The life of a ‘Boaty’

The life of a ‘Boaty’

Article taken from Stanton and Staveley News, February 1967

“Some people call them barges, but this isn’t true. Barges, you see, are bigger vessels which will carry between 80 and 100 tons, whereas a canal boat – that’s what I lived on for over 40 years – will only take 60 tons at the most.”

This was Charles Doughty speaking. He was talking about his life afloat before he and his wife Alice “dropped anchor” in 1946 to carve themselves a new life on dry land.

Today, practically the whole of his family work at Stanton – Charles himself in the building department, Charles Junior in the New Works Furnaces, Alice in the Erewash Valley Foundry Canteen, and his sons Joe and Albert at the New Works Foundry. Daughter Margaret was also at the New Works Foundry before she became a full-time housewife.

Like generations of Doughtys before him, Charles was born on the waterways. When he married, he chose a girl who lived on a canal boat, and after the children came along the family lived quite comfortably aboard his two craft, in cabins measuring only 13 feet long by 6 feet across.

The history of Charles and his family is in a way a sad one, for it runs parallel with the declining years of waterway transportation. When Charles was a boy, he little thought that he would one day live ashore. All his relations lived on canal boats, so did all his friends. It was the only world he knew; the stationary world beyond the canal bank was no more than a passing scene.

Charles Doughty never went to school, but he had much to learn to enable him to take charge of a boat himself one day. He did not regret his lack of education, in fact the “landlubbers” he occasionally spoke to told him how lucky he was, but he did find it a disadvantage when he began courting Alice. Love letters had to be dictated to his father, and it was his father who then read him Alice’s replies.

Meetings were few as the couple saw each other only when the boats were in the same area. One night when they were reluctant to part, Charles’s father leapt from his bed, saying “If you got energy to talk, you’ve strength to work. Start the motors, we’re leaving right away”. Travelling by night was becoming more general at that time in the early 1930s, mainly because motors were fast taking over from horses as a means of driving power. In a way this was also a blessing, for it meant the “boaty” no longer had to lead his horse over long distances or to lie on his back as he propelled a 60-ton boat through a tunnel by pushing on the tunnel roof with his feet.

But it often meant too, that he was tempted to complete each journey non-stop -so that a nine-day trip from Birmingham to London, for example, would be reduced to four days with the help of the motor. In 1934, Charles and Alice were married. When they had children, they kept them amused by giving them work to do. Even so, Charles would occasionally have to dive in the canal to rescue one of his youngsters.

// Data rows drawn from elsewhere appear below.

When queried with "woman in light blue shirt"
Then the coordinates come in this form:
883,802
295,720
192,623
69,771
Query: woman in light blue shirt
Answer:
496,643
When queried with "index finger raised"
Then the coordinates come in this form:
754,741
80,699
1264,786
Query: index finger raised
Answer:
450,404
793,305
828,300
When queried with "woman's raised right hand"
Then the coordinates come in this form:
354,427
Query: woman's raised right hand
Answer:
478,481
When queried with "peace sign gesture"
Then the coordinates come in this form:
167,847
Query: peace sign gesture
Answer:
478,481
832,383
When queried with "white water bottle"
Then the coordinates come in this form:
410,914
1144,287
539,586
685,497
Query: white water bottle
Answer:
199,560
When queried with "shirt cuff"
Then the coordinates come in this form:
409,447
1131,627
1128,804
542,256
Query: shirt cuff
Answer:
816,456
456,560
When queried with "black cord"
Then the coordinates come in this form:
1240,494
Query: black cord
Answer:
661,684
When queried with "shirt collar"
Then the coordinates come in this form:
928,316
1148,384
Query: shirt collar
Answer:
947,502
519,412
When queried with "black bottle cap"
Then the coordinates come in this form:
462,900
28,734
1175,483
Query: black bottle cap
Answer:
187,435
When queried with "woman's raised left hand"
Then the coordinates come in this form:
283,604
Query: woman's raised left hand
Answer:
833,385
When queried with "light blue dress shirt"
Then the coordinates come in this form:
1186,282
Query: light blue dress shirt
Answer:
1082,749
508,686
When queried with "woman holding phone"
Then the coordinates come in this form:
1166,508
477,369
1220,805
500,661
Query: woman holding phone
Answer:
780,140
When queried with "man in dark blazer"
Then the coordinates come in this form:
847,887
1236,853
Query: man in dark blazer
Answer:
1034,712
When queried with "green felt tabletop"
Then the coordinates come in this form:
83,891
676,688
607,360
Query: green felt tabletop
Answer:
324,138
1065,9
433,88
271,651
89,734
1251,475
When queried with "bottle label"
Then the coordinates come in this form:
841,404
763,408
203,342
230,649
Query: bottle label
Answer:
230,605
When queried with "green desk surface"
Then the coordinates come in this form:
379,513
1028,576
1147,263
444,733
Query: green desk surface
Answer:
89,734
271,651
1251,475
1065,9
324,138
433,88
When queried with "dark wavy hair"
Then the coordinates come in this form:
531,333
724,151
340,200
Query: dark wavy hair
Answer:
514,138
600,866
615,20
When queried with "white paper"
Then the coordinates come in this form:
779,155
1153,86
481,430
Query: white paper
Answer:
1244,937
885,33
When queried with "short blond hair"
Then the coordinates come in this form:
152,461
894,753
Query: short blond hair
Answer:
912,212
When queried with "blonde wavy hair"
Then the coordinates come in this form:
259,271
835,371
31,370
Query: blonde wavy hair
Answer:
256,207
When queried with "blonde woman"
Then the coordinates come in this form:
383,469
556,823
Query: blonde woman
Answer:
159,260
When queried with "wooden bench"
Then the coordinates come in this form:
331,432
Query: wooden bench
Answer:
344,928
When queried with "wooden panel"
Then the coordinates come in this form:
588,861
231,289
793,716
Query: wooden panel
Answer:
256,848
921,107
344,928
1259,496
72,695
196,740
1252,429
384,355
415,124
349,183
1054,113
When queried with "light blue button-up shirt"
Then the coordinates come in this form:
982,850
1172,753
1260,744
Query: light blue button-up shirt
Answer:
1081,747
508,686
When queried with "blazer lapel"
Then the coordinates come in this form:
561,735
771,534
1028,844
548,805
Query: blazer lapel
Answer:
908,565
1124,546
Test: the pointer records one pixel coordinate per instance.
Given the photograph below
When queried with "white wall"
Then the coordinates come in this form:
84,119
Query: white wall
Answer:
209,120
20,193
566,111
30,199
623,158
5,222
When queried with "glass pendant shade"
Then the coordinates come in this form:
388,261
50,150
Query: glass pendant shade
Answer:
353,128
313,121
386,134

Alice, of course, had to work hard to look after the family in the confined space of a boat, but as one of twelve children herself, she took it in her stride. And like her husband, she was capable of diving into the water if the need arose.

Charles records with pride that once when the Trent was in flood, he and Alice were aboard a boat pulling a second boat when the tow rope snapped. Despite the obvious danger Alice plunged into the icy water and tied the two ends of the rope together and saved the second boat and its valuable load.

Charles began working for Stanton in 1941 when he took charge of two of the Company’s twelve boats. During the war he often transported pipes to London, usually leaving his family at Woolwich whilst he completed the remainder of the journey on the Thames. He had many nervous moments on these trips: many of his friends were killed by enemy action along that stretch of water.

In 1946 he decided to seek a job on the Works. He saw that the days of the canals were numbered and besides, there was the education of his children to consider. He did not wish them to grow up as he had done, being unable to read or write. When he talks of the canals today, Charles has said that instead of being exploited to the full, they are then neglected or filled in. It’s perhaps ironic that he should work for a Company which supplies pipes – some of them used for draining the waterways he lived on for so long.

Of his years on the canal boats, he says “I had a hard life and there was not much money. But it was a nice life and a healthy one and I still miss it a good deal”.